Las mejores universidades del mundo hablan inglés. Para tan siquiera soñar con ingresar a una de ellas, los hispanohablantes debemos presentar regularmente evaluaciones para demostrar que dominamos la lengua de los anglosajones. Los exámenes tienen la módica suma de aproximadamente 200 US y tienen una vigencia de 2 años. A lo largo de mi vida, hablar español me ha costado presentarlos casi 3 veces; es decir, he invertido aproximadamente 600 US para obtener un par de certificados. Y en sentido inverso ¿quién invierte en aprender español? ¿A quién se lo exigen para cruzar una frontera?
Las cosas no se reducen a universidades o institutos prestigiosos, la ciencia se escribe en su mayoría en inglés. Los humanistas a menudo protestan porque también hay revistas de buena reputación en la lengua de Cervantes pero la verdad es que no trascienden mucho. Basta ver las bases de datos para comprender que de 10 sólidos buscadores de artículos científicos, quizás uno sea en español. Sin hacer hincapié que Corea del Sur publica más artículos que casi todo el mundo hispánico reunido.

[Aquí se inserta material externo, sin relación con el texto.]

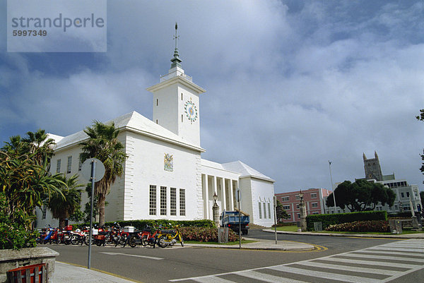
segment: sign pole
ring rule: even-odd
[[[93,206],[94,205],[94,184],[95,183],[95,160],[91,161],[91,205],[90,205],[90,233],[88,234],[88,263],[87,268],[91,265],[91,238],[93,237]]]
[[[276,233],[276,245],[277,244],[277,197],[274,195],[274,228]]]
[[[239,203],[239,248],[242,249],[242,215],[240,214],[240,191],[237,191]]]

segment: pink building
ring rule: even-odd
[[[276,193],[277,200],[283,205],[283,209],[287,212],[289,218],[283,219],[283,222],[295,222],[300,221],[299,210],[299,191],[289,193]],[[307,215],[318,215],[325,213],[325,199],[331,193],[325,188],[310,188],[302,191],[303,201],[306,204]]]

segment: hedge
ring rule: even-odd
[[[314,231],[314,222],[322,222],[322,229],[330,225],[353,222],[355,221],[387,220],[387,211],[363,211],[360,212],[311,215],[306,217],[307,231]]]
[[[182,227],[202,227],[202,228],[216,228],[215,222],[209,219],[202,220],[169,220],[169,219],[157,219],[157,220],[126,220],[126,221],[117,221],[122,227],[125,226],[133,226],[136,227],[137,230],[141,230],[146,226],[151,227],[154,226],[162,225],[165,227],[173,227],[175,225],[179,225]],[[98,223],[93,223],[98,224]],[[105,226],[112,227],[115,224],[115,222],[105,222]],[[85,226],[89,226],[90,223],[81,223],[81,224],[73,224],[72,228],[75,230],[76,229],[81,229]]]

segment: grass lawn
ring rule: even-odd
[[[270,229],[274,229],[273,227],[271,227]],[[288,232],[297,232],[299,227],[297,225],[290,225],[290,226],[281,226],[277,227],[277,231],[287,231]]]
[[[257,241],[252,240],[242,240],[242,243],[254,243]],[[200,242],[199,241],[184,241],[184,243],[205,243],[205,244],[211,244],[211,245],[238,245],[240,242],[236,241],[235,242],[228,242],[225,243],[221,243],[218,242]]]
[[[270,228],[271,229],[273,229],[273,227]],[[289,232],[297,232],[298,231],[298,229],[299,229],[299,227],[298,227],[298,226],[296,225],[290,225],[290,226],[281,226],[279,227],[277,227],[277,231],[287,231]],[[343,232],[343,231],[322,231],[321,232],[316,232],[316,233],[337,233],[337,234],[381,234],[381,235],[391,235],[391,233],[389,232],[387,232],[387,233],[382,233],[382,232]],[[403,230],[402,231],[402,234],[401,235],[404,235],[404,234],[416,234],[416,233],[423,233],[423,231],[411,231],[411,230]]]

Si bien la lengua ibérica se dice que suena hermoso, que está de moda, que es la segunda más hablada después del mandarín, su presencia se reduce a naciones que en su mayoría tienen bajos índices de desarrollo humano. Es decir, viajar y conocer culturas sin la presión lingüística a menudo implica estar encerrado en la burbuja latina de corrupción, falta de planeación, miseria y populismo.
Los defensores acérrimos podrían elaborar una hermosa descripción del idioma con el que Horacio Quiroga describía a los seres de la selva; resaltar la riqueza de colores que adquirió cuando el trópico salvaje la obligó a describir el embrujo de otras latitudes; elucubrar sobre las cicatrices que lleva de diásporas norafricanas, nativo americanas y europeas; profundizar en los pensadores que la llevaron como una bandera hasta la tumba o dar vueltas sobre sus descripciones coloniales acerca de la geografía del mundo. Lo cierto es que el castellano, es como una reina de belleza que se ve bien durante todo el concurso hasta que le hacen preguntas difíciles, por excelencia es una lengua barroca y complicada pero nada trascendental.
Más allá de su sonido que mezcla la estridencia y la suavidad, el español ha adquirido de manera paradógica el lánguido semblante del Quijote. Cervantes describía el destino de su lengua sin saberlo. Ingresa a los Estados Unidos por las cocinas y a través de las uñas llenas de tierra; se dispersa en la selvas detrás de un rifle con nostalgia colonial; se esfuma lentamente en sujetos birraciales y le declara la guerra a potencias mundiales, como los bárbaros lo hacían con Roma.
Los que hablamos español, somos la periferia.